I have Moebius syndrome, which is a rare neurological condition. A few of my cranial nerves did not form properly, leaving me with facial paralysis and a speech impediment. The speech issue is the hardest thing for me on a daily basis.

Today I was at Starbucks and I ordered my usual nonfat iced white mocha. Sometimes the barista understands on the first try, but today it took me multiple times saying it for her to understand. There was a blender going in the background as well, so that made it even more challenging. What made it worse was that my dad was with me, and when things like that happen in the presence of other people, it’s a bit humiliating and makes me remember that yes, I am different.

If it were a few years ago and a barista didn’t understand me at Starbucks, I just would’ve changed my order to something easier to understand. The easy way out.

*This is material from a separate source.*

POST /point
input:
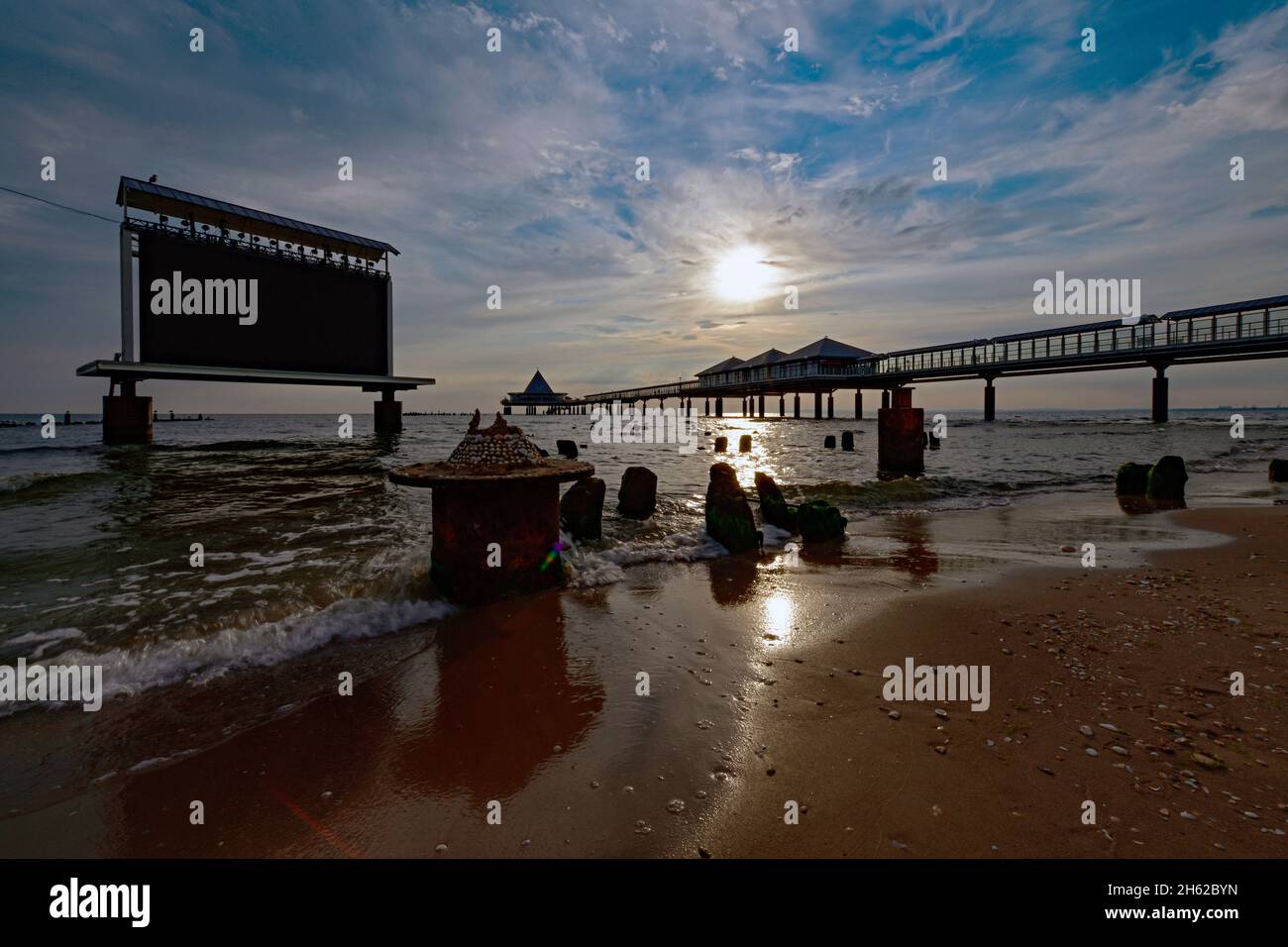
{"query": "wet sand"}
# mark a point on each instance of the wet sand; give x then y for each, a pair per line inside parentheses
(764, 686)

My last two years in a journalism program at college changed me. I will no longer be held back just because I have Moebius syndrome. I figured out a few things in college. It really shaped me as a person and made me realize that if I want to live, if I really want to have a life, I can’t let Moebius hold me back.

One thing I figured out is that there’s more than one way to get things done. I did a lot of emailing during the journalism program. It works a lot better for me than calling up someone on the phone. I can explain a bit about myself if they then want to follow up with a phone call. When I have to give my name at a doctor’s office or give my address to sign up for a library card, I often just give the person my driver’s license. It makes things a lot easier. If worse comes to worst, I write things down for people.

There is so much more to life than what you see inside your comfort zone. Going to college where I knew not one soul was absolutely terrifying, but I did it and met some of the best people who are now in my life for good. I’m even moving on to university in the fall. I believe you have to take risks and chances and step outside your comfort zone if you want to grow as a person. It will help you find who you’re truly supposed to be in life. I want to volunteer with and eventually work for non-profits (I did an internship with Autism Speaks Canada), I want to travel and I want to write a book.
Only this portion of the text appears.